Having been born in Brooklyn, New York City on October 1, 1980, Bryan Sharpe has gone on to become an author, a marketer, and an artist. “Spiritual enlightenment” came to him during his time in the hip-hop business, when he worked as a marketing for 50 Cent’s energy drink and sent popular tweets on Twitter.
The appellation “Hotep Jesus” became Sharpe’s new moniker when a Twitter user inquired whether he was “some type of Jesus.” He spoke on Joe Rogan’s show in 2019 and discussed his thoughts on the history of African-Americans.
To him, African-Americans have been taught to have a “fetus mentality” in which they see white people as oppressors and have a “slave mentality,” and the only way to uplift the community is to teach them about pre-slavery black history, such as “Queen Angola,” the Songhai Empire, the Mali Empire, Mansa Musa, and other older topics like these.
Before we were slaves, we were Kings” was a slogan he used to rally support for the black community, and he argued that doing so was preferable than equating the black people with historical figures like Harriet Tubman and Frederick Douglass.
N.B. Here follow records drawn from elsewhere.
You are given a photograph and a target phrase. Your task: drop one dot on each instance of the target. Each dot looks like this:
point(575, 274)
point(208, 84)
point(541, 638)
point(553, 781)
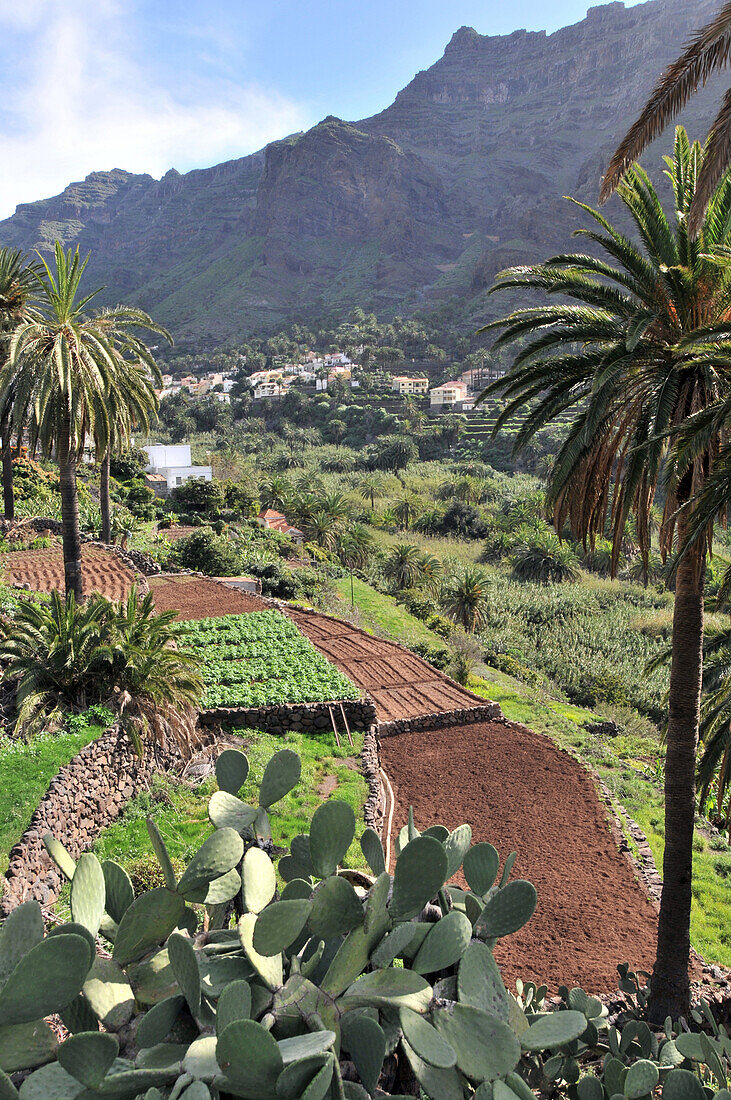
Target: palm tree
point(321, 528)
point(63, 656)
point(131, 402)
point(402, 565)
point(405, 509)
point(18, 286)
point(53, 653)
point(431, 570)
point(646, 345)
point(61, 371)
point(708, 52)
point(369, 486)
point(155, 686)
point(465, 597)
Hotep Jesus also said that Hannibal, the Carthaginian commander, was black, and that black youth in the United States should study his conquests over the Roman empire. He also stated that Africans from the Malian Empire had travelled with the ocean current to South and North America during the 13th and 14th centuries, and that they were not taken over on slave ships.
Another question raised by him was, why aren’t schools teaching about the role of black slaveowners? He claimed that Native Americans were in fact blacks, and he contended that the majority of African-Americans aren’t descended from slaves. As a result of the progressive conquest of the American continent by Europeans, he rejected the idea that Africans were transported to the continent aboard slave ships.
In addition, Hotep Jesus said that genealogy websites were wrong when they labeled him as “Angolan” or “Kenyan.” Erasing African success by believing the Atlantic slave trade implied to him that white people took slaves from Africa to the New World, and that Africans could not have found America and constructed their own ships.
The Olmecs exhibited African physical characteristics, but Rogan questioned the logic of Hotep Jesus’ assertion that Africans constituted the great majority of indigenous peoples. Hotep Jesus then claimed that Rome was dependent on Africa for food, that the African Moors brought etiquette and running water to Europe saved the white race from the Black Plague, and thus claimed that the Africans were superior enough to travel the globe as the source of food.
He also called the Roman Empire “rudimentary” and stated that the Greeks regarded Ancient Egypt as superior to the rest of Greece’s civilizations. Aside from the Olmec heads, he used the serpent mound and the supposedly Egyptian artifacts found in Ohio, and the discovery of Egyptian gold in the Grand Canyon, as evidence of Egyptian settlement in the Americas, as well as the possibility of Africans arriving there before Europeans became literate.